Here are just a few takeaways from my reading of The Carbon Club:
- Wilkinson’s research is meticulous. There are 80 pages of chapter notes or footnotes. This book is an important contribution to Australian contemporary history. And Wilkinson has managed to weave a narrative through the decades to keep the reader focussed.
- The key role played by Hugh Morgan and his colleague Ray Evans in the early rise of the climate deniers is laid out in captivating detail in The Carbon Club.
- Morgan, the former chief executive of Western Mining, had calculated back in 1997 that Western Mining could be up for a $100 million bill post Kyoto to meet the cost of its greenhouse gas emissions reduction.

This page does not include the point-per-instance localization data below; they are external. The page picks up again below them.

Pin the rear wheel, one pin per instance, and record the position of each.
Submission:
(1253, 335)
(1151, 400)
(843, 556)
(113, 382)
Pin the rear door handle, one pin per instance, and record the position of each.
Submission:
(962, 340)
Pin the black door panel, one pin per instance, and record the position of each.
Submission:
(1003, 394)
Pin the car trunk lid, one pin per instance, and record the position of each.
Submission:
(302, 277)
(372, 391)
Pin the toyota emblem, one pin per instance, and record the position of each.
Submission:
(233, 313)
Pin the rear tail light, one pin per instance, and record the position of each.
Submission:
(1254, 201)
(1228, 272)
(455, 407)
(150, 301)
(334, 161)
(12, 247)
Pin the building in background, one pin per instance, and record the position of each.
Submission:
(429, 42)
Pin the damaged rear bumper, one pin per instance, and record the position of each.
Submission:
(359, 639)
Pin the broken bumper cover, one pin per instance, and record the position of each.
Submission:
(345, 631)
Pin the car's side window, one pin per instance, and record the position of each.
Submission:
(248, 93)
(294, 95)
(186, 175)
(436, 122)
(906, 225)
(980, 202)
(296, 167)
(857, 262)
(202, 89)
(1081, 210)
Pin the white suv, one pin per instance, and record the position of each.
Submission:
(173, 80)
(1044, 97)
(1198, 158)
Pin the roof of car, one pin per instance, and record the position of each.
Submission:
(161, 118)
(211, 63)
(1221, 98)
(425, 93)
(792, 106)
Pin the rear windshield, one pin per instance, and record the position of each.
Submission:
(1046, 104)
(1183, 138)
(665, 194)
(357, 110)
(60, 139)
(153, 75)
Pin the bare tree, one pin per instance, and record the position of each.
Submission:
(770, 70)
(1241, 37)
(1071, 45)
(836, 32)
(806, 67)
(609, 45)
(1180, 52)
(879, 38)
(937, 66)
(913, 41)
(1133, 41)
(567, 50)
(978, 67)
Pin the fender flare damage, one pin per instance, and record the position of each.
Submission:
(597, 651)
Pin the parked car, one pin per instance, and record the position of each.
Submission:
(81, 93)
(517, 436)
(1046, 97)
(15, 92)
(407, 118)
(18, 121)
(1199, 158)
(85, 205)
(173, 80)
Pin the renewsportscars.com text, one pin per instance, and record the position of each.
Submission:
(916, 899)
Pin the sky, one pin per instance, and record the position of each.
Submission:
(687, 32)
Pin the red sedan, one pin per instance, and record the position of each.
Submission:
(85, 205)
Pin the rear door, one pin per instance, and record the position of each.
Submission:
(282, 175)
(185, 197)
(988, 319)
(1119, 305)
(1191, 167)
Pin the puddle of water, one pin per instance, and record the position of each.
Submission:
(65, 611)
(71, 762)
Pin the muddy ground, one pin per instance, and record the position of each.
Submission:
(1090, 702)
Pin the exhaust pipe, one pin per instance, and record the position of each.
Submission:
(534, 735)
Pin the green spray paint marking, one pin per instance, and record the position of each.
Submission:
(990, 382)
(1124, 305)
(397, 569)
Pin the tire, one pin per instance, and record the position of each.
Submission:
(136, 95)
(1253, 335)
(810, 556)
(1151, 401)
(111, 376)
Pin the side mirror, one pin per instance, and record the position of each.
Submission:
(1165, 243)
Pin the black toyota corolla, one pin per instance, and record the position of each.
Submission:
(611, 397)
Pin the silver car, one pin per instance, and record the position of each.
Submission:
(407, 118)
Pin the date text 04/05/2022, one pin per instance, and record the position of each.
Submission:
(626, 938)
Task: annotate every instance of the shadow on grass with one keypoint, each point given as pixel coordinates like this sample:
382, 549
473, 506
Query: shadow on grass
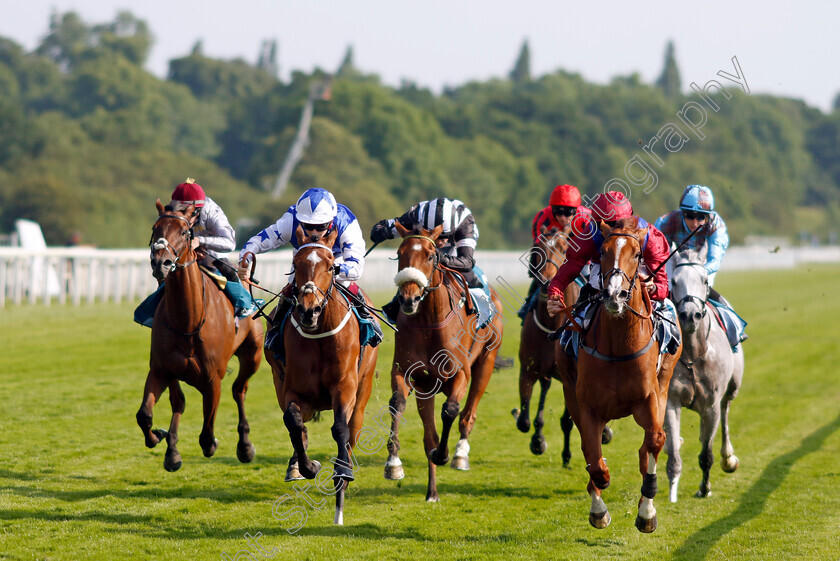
699, 545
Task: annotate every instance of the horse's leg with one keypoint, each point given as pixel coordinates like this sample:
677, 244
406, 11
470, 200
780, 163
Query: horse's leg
172, 459
673, 442
211, 393
249, 361
538, 445
709, 420
526, 387
293, 418
426, 408
728, 460
393, 466
567, 424
448, 413
591, 427
647, 416
151, 393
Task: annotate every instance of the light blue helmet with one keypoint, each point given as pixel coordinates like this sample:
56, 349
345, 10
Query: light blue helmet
698, 198
316, 206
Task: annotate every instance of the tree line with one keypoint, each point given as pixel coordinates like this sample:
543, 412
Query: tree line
89, 139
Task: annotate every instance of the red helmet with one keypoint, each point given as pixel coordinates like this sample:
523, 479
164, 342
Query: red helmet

But, as Wilkinson points out, this was also ideological issue for Morgan. “He saw environmentalism as a religious movement and the battle over climate change as the biggest threat to liberal private enterprise culture since socialism,” she writes.
The influence of US fossil fuel companies was greater than I had imagined. According to Wilkinson, it was facilitated through US lobby groups – linked into Australia thanks to Hugh Morgan, Ray Evans and Cory Bernardi.
The Carbon Club emphasises, in particular, the international linkage of the climate deniers and their role in cultivating a coterie of climate sceptic scientists. These scientists were important to politicians and business leaders.
“Their scepticism, passionately believed in most cases, removed the moral imperative to act on climate change.”
The Frontiers of Freedom Foundation of the US, a Washington based think tank funded by the oil industry, was first brought to Australia by Ray Evans and Hugh Morgan back in 1997.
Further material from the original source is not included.